Management of isolated conjunctival injuries are as follows (see 'Management' above):
•Spontaneous, nontraumatic causes of subconjunctival hemorrhage self-resolve over two to three weeks without ocular sequelae and require no treatment. In elderly patients, the clinician should perform a complete history to determine if any trauma occurred and measure the blood pressure. Coagulation studies should be performed to assess for a bleeding diathesis or overmedication in patients who are anticoagulated if subconjunctival hemorrhages are recurrent.

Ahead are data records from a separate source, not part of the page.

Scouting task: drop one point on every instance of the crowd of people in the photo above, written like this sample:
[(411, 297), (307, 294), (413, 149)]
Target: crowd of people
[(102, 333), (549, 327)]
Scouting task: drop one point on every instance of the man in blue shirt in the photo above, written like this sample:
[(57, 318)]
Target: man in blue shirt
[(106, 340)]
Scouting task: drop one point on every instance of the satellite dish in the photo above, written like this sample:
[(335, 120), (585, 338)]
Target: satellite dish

•Subconjunctival hemorrhage resulting from trauma (or cases when trauma cannot be ruled out in patients who are poor historians), particularly in the setting of bullous elevation of the conjunctiva, warrants ophthalmology consultation to evaluate for underlying retinal trauma and definitively rule out open globe injury.
•Patients with conjunctival abrasions are treated with antibiotic ointment (eg, erythromycin ophthalmic ointment) and for patients whose symptoms have not fully resolved within one to three days or contact wearers, referral to an ophthalmologist.

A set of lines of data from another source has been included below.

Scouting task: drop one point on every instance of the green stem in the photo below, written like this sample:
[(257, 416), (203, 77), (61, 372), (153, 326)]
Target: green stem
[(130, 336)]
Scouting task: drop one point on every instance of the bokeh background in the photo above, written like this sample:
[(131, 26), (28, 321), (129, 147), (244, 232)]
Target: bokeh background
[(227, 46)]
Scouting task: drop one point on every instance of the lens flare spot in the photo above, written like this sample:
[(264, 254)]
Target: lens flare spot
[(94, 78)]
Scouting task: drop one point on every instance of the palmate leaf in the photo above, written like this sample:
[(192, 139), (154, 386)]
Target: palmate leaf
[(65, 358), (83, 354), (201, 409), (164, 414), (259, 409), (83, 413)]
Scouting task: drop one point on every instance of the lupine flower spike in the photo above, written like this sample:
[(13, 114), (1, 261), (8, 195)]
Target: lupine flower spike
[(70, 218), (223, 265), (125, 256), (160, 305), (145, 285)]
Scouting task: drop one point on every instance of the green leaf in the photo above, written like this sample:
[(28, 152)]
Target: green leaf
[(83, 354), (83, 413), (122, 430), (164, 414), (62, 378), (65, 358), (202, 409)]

•Patients with small (<1 cm) conjunctival lacerations not associated with an open globe should receive an antibiotic ointment (eg, erythromycin ophthalmic ointment) with ophthalmologic follow up arranged for one to three days. Lacerations larger than 1 cm should be promptly referred to an ophthalmologist.
•Superficial conjunctival foreign bodies can be removed at the slit lamp with the aid of a cotton-tipped applicator after the instillation of topical anesthetic (eg, proparacaine). Alternatively, multiple or loose foreign bodies may be removed with normal saline irrigation.